In consultation with the local authorities, housing association De Dageraad decided to build 294 houses for the general public. With the aid of government subsidies, such associations had been dedicating themselves to improving public housing since the introduction of the Woningwet (Dutch Housing Act) in 1901. The neighbourhood, with homes, schools and a library, was supposed to become the showpiece of social-democratic house-building, and to this end the promising architects Michel de Klerk and Piet Kramer were enlisted.

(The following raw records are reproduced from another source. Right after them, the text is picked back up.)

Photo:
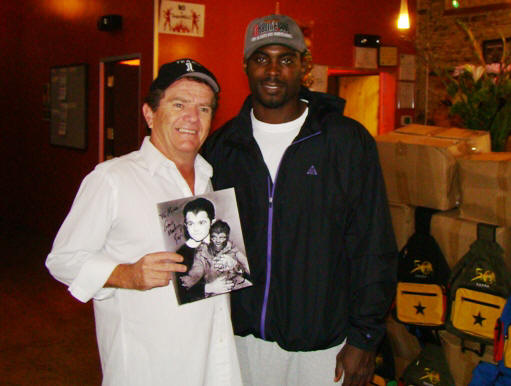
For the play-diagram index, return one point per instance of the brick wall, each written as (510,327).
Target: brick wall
(448,45)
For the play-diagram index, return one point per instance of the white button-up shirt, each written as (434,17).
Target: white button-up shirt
(144,337)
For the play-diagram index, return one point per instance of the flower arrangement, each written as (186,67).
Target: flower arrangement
(481,94)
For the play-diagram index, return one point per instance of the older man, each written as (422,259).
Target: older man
(110,248)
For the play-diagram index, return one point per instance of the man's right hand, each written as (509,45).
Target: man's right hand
(152,270)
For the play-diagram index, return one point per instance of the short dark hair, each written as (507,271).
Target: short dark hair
(154,96)
(220,227)
(198,205)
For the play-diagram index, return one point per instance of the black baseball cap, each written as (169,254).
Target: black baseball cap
(181,68)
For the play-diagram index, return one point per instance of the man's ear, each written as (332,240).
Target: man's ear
(148,115)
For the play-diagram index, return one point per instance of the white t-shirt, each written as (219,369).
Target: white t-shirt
(144,337)
(273,139)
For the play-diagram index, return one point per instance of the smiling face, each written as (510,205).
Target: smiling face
(219,240)
(274,74)
(182,120)
(197,225)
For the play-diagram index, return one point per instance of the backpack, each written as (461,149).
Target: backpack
(478,288)
(423,273)
(384,368)
(429,368)
(502,339)
(500,374)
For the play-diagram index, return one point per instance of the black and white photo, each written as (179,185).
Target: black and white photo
(206,231)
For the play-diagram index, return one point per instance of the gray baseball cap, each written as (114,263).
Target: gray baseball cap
(273,29)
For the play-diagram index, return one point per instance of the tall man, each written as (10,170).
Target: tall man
(314,213)
(110,247)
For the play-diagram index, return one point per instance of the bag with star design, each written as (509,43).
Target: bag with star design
(478,289)
(429,368)
(422,277)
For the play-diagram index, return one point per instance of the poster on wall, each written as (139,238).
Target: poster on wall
(181,18)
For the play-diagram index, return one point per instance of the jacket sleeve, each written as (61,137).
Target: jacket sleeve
(372,251)
(78,258)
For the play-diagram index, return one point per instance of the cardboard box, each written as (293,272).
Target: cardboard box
(403,222)
(485,181)
(461,363)
(454,235)
(478,141)
(421,170)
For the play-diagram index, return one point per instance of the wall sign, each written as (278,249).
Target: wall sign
(182,18)
(68,106)
(474,6)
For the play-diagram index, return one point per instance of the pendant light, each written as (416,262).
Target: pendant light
(404,19)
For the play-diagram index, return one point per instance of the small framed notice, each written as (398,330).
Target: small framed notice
(406,67)
(387,56)
(366,57)
(406,95)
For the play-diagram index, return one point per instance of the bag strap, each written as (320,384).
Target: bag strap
(480,352)
(486,232)
(423,219)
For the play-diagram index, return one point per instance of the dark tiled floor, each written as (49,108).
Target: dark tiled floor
(46,336)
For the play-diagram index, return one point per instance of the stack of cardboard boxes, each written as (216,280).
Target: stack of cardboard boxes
(454,171)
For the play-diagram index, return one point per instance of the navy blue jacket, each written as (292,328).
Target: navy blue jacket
(319,238)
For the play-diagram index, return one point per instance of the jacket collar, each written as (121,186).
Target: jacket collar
(320,104)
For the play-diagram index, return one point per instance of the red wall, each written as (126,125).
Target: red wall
(334,24)
(39,181)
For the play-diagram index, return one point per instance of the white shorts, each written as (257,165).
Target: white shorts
(267,364)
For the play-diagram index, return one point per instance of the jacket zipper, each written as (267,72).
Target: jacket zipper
(271,195)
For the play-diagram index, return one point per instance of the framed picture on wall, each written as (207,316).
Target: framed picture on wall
(68,106)
(493,49)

Relief of Amsterdam housing association "De Dageraad", 1992

Undulating façades

De Klerk and Kramer worked in the style of the Amsterdam School, with its characteristic undulating brick façades and details. The imposing access to the neighbourhood was formed by two identical school buildings on either side of P.L. Takstraat. They were built in 1923-1924 by Arend Jan Westerman; the woodcarving was produced by Hildo Krop.

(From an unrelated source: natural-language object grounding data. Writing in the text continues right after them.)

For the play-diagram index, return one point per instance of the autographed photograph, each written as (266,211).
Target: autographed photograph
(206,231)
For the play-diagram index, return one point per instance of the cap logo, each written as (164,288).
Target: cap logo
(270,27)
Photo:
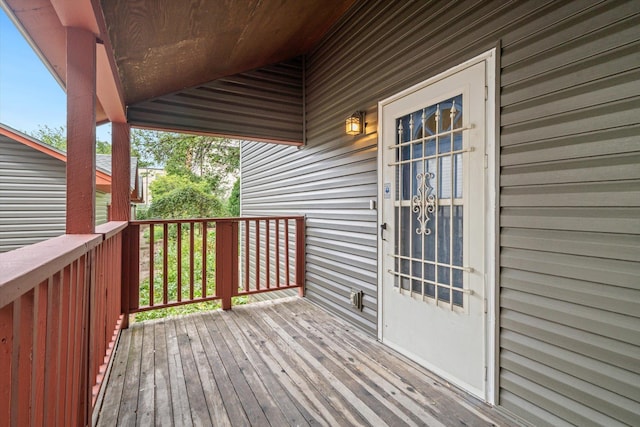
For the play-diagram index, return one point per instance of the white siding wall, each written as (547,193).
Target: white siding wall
(32,195)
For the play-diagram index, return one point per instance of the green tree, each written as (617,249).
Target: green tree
(176,196)
(55,137)
(204,159)
(233,204)
(186,202)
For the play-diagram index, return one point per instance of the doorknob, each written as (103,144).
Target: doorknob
(383,227)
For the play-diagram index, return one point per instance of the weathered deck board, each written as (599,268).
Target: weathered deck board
(276,363)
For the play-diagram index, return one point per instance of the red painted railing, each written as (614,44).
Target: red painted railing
(199,260)
(64,301)
(59,315)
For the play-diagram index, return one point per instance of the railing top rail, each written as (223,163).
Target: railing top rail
(111,228)
(227,219)
(23,269)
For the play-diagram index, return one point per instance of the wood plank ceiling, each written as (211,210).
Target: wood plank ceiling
(163,46)
(151,48)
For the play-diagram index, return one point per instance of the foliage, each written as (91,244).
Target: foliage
(142,212)
(57,138)
(233,204)
(172,276)
(178,197)
(198,158)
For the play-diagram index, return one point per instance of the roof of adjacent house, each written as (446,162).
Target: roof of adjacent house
(103,161)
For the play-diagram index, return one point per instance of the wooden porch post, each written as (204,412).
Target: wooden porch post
(120,172)
(226,261)
(81,131)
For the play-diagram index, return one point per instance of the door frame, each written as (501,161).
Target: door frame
(490,206)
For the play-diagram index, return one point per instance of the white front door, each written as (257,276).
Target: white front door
(432,160)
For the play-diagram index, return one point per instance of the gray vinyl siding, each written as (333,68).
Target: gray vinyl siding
(32,195)
(569,157)
(260,104)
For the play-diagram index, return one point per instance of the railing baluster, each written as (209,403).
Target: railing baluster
(286,250)
(257,255)
(151,263)
(40,318)
(300,255)
(165,263)
(179,261)
(259,249)
(191,256)
(52,357)
(6,360)
(267,245)
(277,246)
(247,255)
(204,259)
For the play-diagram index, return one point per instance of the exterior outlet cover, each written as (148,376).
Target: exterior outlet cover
(356,299)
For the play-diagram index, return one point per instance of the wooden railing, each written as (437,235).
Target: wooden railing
(59,315)
(199,260)
(64,301)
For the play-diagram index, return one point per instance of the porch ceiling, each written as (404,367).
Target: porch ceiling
(162,46)
(152,48)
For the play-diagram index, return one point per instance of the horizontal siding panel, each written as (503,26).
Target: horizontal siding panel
(577,20)
(617,193)
(600,245)
(595,219)
(602,91)
(582,392)
(533,414)
(353,260)
(345,236)
(616,326)
(616,380)
(569,210)
(624,301)
(579,341)
(266,103)
(570,410)
(338,266)
(584,45)
(32,195)
(608,141)
(326,246)
(319,291)
(602,168)
(614,114)
(612,272)
(589,69)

Ornamental entryway in the P.L. Takstraat

Streets and squares

The area has the shape of a Y with P.L. Takstraat as central axis. The variation of façades and the striking corner sections, designed by Kramer, provide a flowing play of lines. The twin squares on either side of P.L. Takstraat, the Henriëtte Ronnerplein and Thérèse Schwartzeplein, designed by De Klerk, provide a more static image. De Klerk assumed that a front elevation is perceived on the move, whereas a square is a place to loiter.